I really debated on writing this post but since this blog is all about being real, I’m sharing. I don’t think this post is profound, but it’s our life.
A couple weeks ago I received the dreaded call from my sister. My dad died suddenly in a farm accident.
I knew this day would come. I knew that some day my dad would die and I’d never get to tell him again that I loved him. Not one of those canned I love you’s that happen right before you hang up the phone either. But instead a sincere, heartfelt one like:
“I love you so much dad! Thank you for all that you’ve done for me. Thank you for your hard work and dedication and being a rock. I love you and admire you. You’re an amazing grandpa and your grandkids ADORE you. You’re a GREAT man and I love you so much.”
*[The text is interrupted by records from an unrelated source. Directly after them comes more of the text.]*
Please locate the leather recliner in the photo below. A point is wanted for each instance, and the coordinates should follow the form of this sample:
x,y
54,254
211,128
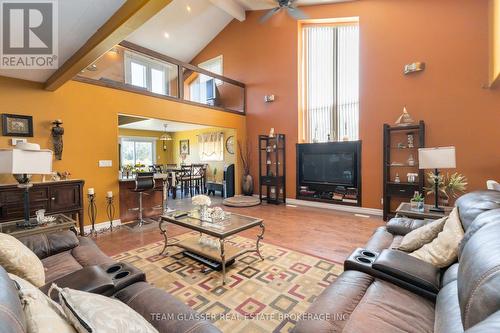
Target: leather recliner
x,y
469,295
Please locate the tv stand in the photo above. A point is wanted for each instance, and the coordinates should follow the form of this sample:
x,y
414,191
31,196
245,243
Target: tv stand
x,y
314,186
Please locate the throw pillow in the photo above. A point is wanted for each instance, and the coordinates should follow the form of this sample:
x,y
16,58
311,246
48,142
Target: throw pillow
x,y
19,260
419,237
443,251
42,314
96,313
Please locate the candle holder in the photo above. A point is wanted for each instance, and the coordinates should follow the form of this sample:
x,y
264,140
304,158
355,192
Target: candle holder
x,y
92,210
110,211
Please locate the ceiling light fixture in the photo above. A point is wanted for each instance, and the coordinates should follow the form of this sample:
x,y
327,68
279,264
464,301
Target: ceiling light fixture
x,y
92,68
114,50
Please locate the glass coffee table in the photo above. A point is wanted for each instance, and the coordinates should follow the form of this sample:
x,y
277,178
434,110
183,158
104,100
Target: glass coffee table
x,y
223,253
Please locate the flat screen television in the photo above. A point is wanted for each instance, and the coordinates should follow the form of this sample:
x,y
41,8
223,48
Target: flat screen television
x,y
321,165
329,168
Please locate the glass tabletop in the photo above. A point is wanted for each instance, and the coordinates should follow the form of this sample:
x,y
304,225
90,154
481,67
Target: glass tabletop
x,y
12,227
230,225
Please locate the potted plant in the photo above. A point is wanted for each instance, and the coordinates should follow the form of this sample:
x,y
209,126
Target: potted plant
x,y
247,180
449,186
417,202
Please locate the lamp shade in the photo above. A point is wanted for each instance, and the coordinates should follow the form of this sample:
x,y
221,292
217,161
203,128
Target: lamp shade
x,y
436,158
19,161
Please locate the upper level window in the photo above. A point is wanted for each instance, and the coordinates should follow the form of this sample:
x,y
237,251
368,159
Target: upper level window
x,y
211,146
148,73
137,151
330,81
204,88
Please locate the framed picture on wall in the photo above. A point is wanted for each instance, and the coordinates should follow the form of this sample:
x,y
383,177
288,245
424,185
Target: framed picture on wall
x,y
17,125
184,147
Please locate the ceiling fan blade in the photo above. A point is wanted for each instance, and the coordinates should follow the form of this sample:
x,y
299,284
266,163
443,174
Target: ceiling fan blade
x,y
296,13
268,15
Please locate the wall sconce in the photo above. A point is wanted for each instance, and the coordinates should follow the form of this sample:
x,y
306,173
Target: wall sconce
x,y
269,98
414,67
57,133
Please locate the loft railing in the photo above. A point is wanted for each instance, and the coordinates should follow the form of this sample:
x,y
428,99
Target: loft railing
x,y
133,68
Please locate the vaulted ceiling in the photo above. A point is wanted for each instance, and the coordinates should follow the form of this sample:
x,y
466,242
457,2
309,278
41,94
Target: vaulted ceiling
x,y
180,30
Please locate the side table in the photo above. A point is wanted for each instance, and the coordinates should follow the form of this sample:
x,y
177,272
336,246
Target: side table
x,y
404,210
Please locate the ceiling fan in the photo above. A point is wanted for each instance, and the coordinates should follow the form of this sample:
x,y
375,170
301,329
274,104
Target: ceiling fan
x,y
287,5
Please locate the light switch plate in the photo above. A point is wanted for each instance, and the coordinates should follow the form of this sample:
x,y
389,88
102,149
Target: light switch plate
x,y
105,163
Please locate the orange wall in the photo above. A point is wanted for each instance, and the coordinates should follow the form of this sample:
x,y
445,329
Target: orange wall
x,y
451,36
90,117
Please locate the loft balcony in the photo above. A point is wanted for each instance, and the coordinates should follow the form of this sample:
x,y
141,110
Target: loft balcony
x,y
136,69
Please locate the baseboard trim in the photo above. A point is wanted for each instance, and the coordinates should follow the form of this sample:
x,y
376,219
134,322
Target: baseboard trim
x,y
344,208
102,225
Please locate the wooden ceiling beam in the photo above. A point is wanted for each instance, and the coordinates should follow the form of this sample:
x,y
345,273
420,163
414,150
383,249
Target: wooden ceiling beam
x,y
131,15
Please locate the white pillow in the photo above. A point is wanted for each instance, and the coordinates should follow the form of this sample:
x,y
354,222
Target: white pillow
x,y
42,314
19,260
96,313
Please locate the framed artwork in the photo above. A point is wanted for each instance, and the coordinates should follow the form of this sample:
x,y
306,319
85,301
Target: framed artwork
x,y
230,145
17,125
184,147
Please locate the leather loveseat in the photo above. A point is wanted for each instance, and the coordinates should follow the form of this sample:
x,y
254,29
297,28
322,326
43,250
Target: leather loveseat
x,y
77,262
468,293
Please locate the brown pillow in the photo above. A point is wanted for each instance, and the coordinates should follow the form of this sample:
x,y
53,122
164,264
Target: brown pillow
x,y
17,259
443,251
421,236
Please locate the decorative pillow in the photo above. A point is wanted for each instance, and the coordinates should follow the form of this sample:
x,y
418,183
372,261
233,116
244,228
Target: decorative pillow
x,y
43,315
421,236
443,251
19,260
96,313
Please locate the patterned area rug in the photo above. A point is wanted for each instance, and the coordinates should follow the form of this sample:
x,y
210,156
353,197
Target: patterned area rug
x,y
260,296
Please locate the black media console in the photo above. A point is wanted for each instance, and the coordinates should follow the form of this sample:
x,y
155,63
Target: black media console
x,y
329,172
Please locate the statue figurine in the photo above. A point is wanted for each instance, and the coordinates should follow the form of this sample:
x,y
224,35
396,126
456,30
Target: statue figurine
x,y
57,133
405,119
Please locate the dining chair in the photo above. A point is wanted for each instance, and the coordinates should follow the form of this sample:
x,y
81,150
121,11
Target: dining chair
x,y
185,179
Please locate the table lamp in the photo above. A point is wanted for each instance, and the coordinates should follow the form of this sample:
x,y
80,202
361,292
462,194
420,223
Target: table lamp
x,y
436,158
23,161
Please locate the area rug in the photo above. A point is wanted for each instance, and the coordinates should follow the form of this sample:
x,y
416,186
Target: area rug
x,y
260,296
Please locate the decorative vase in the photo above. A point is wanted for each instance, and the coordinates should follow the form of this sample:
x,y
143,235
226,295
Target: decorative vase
x,y
247,185
203,211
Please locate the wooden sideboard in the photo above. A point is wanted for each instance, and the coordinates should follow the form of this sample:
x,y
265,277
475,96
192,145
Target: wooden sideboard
x,y
61,197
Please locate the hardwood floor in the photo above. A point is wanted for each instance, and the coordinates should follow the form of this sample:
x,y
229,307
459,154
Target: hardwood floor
x,y
324,233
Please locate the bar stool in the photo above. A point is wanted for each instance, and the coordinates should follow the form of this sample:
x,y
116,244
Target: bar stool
x,y
144,182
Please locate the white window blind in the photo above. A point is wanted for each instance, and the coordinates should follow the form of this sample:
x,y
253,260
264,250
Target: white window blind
x,y
211,146
136,150
330,87
198,88
150,74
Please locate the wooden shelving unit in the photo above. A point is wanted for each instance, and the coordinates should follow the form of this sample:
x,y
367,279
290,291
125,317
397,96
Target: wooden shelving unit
x,y
394,192
272,168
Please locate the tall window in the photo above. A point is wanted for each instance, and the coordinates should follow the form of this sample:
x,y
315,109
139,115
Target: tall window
x,y
211,146
330,82
152,75
202,90
134,150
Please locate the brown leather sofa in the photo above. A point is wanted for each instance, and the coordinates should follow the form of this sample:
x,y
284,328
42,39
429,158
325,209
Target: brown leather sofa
x,y
468,294
76,262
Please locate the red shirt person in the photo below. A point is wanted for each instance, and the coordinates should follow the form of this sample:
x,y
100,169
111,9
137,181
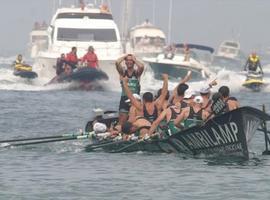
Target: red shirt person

The last time I saw my dad, was this past Christmas. He hugged me tight goodbye. His hugs were always tight. They conveyed emotion and feeling that he had a hard time expressing. But I know my dad loved me and I’m grateful for him.
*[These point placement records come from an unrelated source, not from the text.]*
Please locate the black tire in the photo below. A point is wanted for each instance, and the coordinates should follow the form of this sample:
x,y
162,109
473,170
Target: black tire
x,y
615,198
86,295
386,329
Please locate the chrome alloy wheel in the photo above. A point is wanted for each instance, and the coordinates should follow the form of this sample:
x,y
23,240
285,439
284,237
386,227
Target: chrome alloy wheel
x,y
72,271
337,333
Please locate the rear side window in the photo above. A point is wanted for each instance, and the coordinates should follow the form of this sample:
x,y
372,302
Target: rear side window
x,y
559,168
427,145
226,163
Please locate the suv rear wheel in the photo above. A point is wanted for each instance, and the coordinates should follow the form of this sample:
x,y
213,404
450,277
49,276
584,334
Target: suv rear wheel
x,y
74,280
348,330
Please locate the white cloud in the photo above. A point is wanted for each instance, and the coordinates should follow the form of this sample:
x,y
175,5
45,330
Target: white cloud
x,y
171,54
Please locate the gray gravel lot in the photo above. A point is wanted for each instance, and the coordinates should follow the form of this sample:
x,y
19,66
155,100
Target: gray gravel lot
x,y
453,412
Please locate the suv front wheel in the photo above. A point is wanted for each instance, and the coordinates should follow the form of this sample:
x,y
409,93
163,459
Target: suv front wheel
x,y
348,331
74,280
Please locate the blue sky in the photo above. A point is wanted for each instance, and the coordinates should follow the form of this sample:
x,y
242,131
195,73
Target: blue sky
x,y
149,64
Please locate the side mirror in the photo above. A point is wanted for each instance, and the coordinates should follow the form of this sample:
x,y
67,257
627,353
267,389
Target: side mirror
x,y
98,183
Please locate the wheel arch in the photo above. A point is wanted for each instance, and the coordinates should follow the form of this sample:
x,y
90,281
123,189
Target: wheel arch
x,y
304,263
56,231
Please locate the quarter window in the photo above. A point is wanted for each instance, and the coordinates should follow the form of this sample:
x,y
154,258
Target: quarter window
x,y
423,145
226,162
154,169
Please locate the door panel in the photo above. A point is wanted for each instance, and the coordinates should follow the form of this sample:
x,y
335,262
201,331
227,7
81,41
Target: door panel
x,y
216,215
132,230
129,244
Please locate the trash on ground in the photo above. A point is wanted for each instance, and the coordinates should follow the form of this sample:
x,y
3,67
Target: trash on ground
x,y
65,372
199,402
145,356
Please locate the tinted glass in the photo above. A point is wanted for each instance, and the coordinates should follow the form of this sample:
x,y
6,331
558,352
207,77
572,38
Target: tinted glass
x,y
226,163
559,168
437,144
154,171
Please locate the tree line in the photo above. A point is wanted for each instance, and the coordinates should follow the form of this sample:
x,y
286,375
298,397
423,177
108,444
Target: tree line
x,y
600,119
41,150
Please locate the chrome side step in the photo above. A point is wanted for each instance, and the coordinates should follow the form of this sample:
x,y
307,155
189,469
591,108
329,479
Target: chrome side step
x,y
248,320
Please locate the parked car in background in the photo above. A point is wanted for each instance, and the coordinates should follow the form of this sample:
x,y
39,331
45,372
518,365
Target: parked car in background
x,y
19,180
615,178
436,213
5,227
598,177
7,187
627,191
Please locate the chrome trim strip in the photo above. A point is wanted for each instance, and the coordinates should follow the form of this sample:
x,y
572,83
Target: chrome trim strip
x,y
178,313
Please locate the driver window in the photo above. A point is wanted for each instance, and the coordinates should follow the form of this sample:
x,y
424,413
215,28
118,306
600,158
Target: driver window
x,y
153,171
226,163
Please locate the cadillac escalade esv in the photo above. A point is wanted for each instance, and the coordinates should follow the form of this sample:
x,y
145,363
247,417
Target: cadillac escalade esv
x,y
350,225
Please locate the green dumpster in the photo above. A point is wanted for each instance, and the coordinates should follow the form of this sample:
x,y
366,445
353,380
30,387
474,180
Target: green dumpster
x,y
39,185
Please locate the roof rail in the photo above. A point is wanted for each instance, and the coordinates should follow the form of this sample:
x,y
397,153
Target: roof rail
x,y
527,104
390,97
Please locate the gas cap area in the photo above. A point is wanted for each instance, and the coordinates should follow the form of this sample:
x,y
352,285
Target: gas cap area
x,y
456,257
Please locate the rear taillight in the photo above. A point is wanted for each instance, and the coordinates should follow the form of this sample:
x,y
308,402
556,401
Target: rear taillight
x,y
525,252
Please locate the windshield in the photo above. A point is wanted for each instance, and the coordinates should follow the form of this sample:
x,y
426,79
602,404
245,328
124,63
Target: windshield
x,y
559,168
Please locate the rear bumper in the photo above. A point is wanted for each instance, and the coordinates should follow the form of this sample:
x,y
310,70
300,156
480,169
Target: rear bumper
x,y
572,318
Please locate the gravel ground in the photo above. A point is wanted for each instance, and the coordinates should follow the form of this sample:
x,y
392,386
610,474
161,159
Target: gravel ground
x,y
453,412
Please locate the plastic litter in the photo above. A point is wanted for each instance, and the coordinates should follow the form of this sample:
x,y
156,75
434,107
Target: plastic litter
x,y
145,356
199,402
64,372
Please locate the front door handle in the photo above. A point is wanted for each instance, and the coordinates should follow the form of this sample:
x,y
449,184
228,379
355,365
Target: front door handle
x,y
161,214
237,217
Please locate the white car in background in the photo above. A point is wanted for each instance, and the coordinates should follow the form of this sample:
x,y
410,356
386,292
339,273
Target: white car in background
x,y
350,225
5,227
Seeing my dad be a grandpa was such a blessing to me. He held my kids. He loved them. He laughed with them. Sure he was busy with working the farm by himself, but he poured out his grandpa love on my kids! I’m sad for them, because they have to miss out on having him in their lives.
The night before the funeral, we met with some of my dad’s closest friends whom he wanted for his pallbearers. Oh the stories, the laughter, the characters! I had the sound mind to thank some of them. Their stories gave me a picture of my dad I only had glimpses of. He was a jokester and played pranks on his coworkers. He out hunted 30 year olds (when he was in his late 50s). He was in amazing shape. He was very generous to those he loved. He was downright full of it.
Regrets are the hardest to deal with though. I am convinced they are unavoidable. There are so many ways I could have been a better daughter to him. I could have visited him more when we lived in SD. I could have been more sincere and open in our phone conversations. The list is unfortunately longer than I care to share.
But my final thoughts to you dear reader, call your family. Say the things you’d say if you knew they’d not be alive much longer.
- Squash your expectations and bitterness.
- Expect nothing in return.
- Extend yourself.
It sounds trite, but life REALLY is too short. And your loved ones are too important.
I always thought my dad would grow old and we’d have one of those heart to hearts. I put it off and now it’s too late. Maybe it’s not too late for you friend.